Ce texte vise notamment à inciter toutes les personnes hostiles à la répression, mais qui ont néanmoins accrédité ou cru la thèse de « flics-casseurs » à se reposer la question sur les conséquences, à court et moyen terme, de cette affaire.
Au delà du fait qu’un camarade ait été jeté en prison, l’enjeu, pour le mouvement actuel comme pour tous les mouvements à venir, est de ne pas céder à la paranoïa, à la culture de la rumeur et aux théories du complot, sauf à vouloir participer de la criminalisation et de l’exclusion des formes les plus vives et nécessaires de la contestation.
En outre, le slogan aberrant « flic-casseur », tel qu’on l’a vu scandé dans de très récentes manifestations, est à même d’encourager des comportements pour le moins effrayants.
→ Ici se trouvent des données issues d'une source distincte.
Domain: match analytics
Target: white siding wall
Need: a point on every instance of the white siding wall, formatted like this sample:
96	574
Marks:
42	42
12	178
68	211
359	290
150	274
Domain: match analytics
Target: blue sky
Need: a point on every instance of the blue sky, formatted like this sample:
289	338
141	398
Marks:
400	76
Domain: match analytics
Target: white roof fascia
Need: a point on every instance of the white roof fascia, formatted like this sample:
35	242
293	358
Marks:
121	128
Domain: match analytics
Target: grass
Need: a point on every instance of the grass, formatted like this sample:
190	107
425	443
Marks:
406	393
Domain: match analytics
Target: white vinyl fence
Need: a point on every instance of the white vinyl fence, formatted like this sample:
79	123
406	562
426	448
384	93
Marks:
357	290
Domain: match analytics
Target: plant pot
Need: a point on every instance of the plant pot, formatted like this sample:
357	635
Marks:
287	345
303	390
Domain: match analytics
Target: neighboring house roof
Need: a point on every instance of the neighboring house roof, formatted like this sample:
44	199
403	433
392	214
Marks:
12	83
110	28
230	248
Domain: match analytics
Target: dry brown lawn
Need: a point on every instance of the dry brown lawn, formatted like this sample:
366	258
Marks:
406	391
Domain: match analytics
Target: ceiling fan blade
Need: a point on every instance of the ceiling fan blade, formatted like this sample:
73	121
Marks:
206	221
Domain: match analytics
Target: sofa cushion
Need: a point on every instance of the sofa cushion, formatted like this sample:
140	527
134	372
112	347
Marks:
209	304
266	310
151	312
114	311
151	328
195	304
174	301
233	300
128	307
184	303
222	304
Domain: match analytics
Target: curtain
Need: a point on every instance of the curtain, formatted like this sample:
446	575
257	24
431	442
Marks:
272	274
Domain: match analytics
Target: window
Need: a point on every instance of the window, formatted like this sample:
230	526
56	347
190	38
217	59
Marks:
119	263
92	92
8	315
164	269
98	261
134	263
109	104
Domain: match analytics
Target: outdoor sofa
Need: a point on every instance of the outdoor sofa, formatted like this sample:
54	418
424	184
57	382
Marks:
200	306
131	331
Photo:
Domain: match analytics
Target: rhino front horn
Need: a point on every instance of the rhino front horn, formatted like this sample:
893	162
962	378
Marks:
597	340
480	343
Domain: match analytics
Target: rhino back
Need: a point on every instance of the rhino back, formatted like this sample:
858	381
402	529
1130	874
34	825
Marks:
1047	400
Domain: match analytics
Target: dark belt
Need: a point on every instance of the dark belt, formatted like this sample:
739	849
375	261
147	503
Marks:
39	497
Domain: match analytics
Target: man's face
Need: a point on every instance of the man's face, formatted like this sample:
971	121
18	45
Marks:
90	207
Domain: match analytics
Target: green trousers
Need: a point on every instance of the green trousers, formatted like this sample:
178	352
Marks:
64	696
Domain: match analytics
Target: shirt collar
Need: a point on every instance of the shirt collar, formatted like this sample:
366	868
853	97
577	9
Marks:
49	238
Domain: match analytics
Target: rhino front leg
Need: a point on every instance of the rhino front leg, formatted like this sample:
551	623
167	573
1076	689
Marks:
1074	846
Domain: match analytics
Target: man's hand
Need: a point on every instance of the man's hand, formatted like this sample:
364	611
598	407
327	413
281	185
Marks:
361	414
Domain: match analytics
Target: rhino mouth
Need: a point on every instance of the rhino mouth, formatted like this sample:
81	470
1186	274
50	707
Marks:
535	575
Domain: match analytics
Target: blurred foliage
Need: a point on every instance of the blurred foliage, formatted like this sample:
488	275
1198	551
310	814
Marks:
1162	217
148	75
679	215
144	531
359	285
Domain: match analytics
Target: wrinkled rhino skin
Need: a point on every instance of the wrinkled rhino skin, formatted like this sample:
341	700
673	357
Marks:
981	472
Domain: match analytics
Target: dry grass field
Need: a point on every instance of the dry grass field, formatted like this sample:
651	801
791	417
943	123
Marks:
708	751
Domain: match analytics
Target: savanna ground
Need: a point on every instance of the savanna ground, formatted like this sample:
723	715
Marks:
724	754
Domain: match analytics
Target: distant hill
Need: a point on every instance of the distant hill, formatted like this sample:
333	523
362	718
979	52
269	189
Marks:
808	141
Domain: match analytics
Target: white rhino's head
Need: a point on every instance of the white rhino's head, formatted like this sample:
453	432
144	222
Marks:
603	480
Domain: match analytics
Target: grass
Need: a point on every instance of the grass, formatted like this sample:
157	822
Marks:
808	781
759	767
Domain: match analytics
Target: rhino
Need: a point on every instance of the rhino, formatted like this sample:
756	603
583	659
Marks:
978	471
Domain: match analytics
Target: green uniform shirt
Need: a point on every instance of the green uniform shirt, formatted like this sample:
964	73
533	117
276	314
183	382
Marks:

S’il est désormais considéré que « casser » en manif relève du comportement policier, alors les flics n’ont plus qu’à se frotter les mains, puisque leur seront livré-e-s les émeutier-e-s par des manifestant-e-s persuadé-e-s de renvoyer à leurs collègues des infiltré-e-s, faisant très ironiquement le travail de la police qu’ils entendent ainsi dénoncer et chasser !
À bon entendeur.
Contre l’État, les flics et les patrons, ne lâchons rien !
le 9 novembre 2010, des révolté-e-s d’ici et d’ailleurs
Indy Nantes, mercredi 10 novembre 2010 – 16:23
En effet…
“Il n’est pourtant pas besoin de remonter très loin pour vérifier combien les victoires (comme le retrait du CPE en 2006) sont systématiquement le fruit d’une articulation entre mobilisations d’ampleur et généralisation des actes de désobéissance et de confrontation (blocages, séquestrations de patrons, sabotages, défense et offensives contre la police, casse, etc.). S’il ne s’agit pas de nier l’importance des grandes manifestations, force est de constater qu’elles n’ont, seules, rien donné jusqu’à présent, car c’est justement la perspective du dépassement des mots d’ordres syndicaux, la grève illimitée et le blocage de l’économie, l’insoumission généralisée et la jonction avec la colère couvant dans les cités dont l’État a explicitement peur !”
Si je partage plutôt ce constat, je doute qu’il soit essentiel “qu’un conflit social se matérialise dans l’affrontement avec la police et l’attaque d’emblèmes du pouvoir et du capitalisme (banques, panneaux de pub, supermarchés, préfectures, commissariats… les cibles ne manquent pas !) “. Un emblème, ce n’est pas la chose même.
Par ailleurs, les véritables raisons du passage en force de la réforme sont-elles “la cécité et la surdité du gouvernement” ? Est-ce à dire qu’un gouvernement moins sourd et moins aveugle aurait pu faire un autre choix, et que s’ouvrirait alors l’espoir d’une politique alternative ? N’est-ce pas d’abord par son contenu, ses conséquences sur le niveau de vie, que la réforme a provoqué “une colère singulière […], un “ras-le-bol”, le refus de “l’inacceptable” ? Si le rejet prend une forme politique, c’est bien parce que seul l’Etat peut faire au niveau national le boulot de médiation juridique et policière de l’économie, pour le capital. A aucun moment l’Etat ne se dresse face à la logique de la mondialisation, il ne cherche même plus à préserver particulièrement sa population, juste à contenir sa révolte dans les limites de l’acceptable pour la poursuite sans frontières des affaires.
Le mouvement d’octobre n’a pu que rester au bord d’une remise en cause de l’économie, et ne l’a manifesté qu’indirectement, à travers le politique. Au-delà des formes plus ou moins radicales de luttes, c’est aussi leur fond commun, qui fait qu’elles forment un tout, qu'”elles sont systématiquement le fruit d’une articulation entre mobilisations d’ampleur et généralisation des actes de désobéissance et de confrontation.”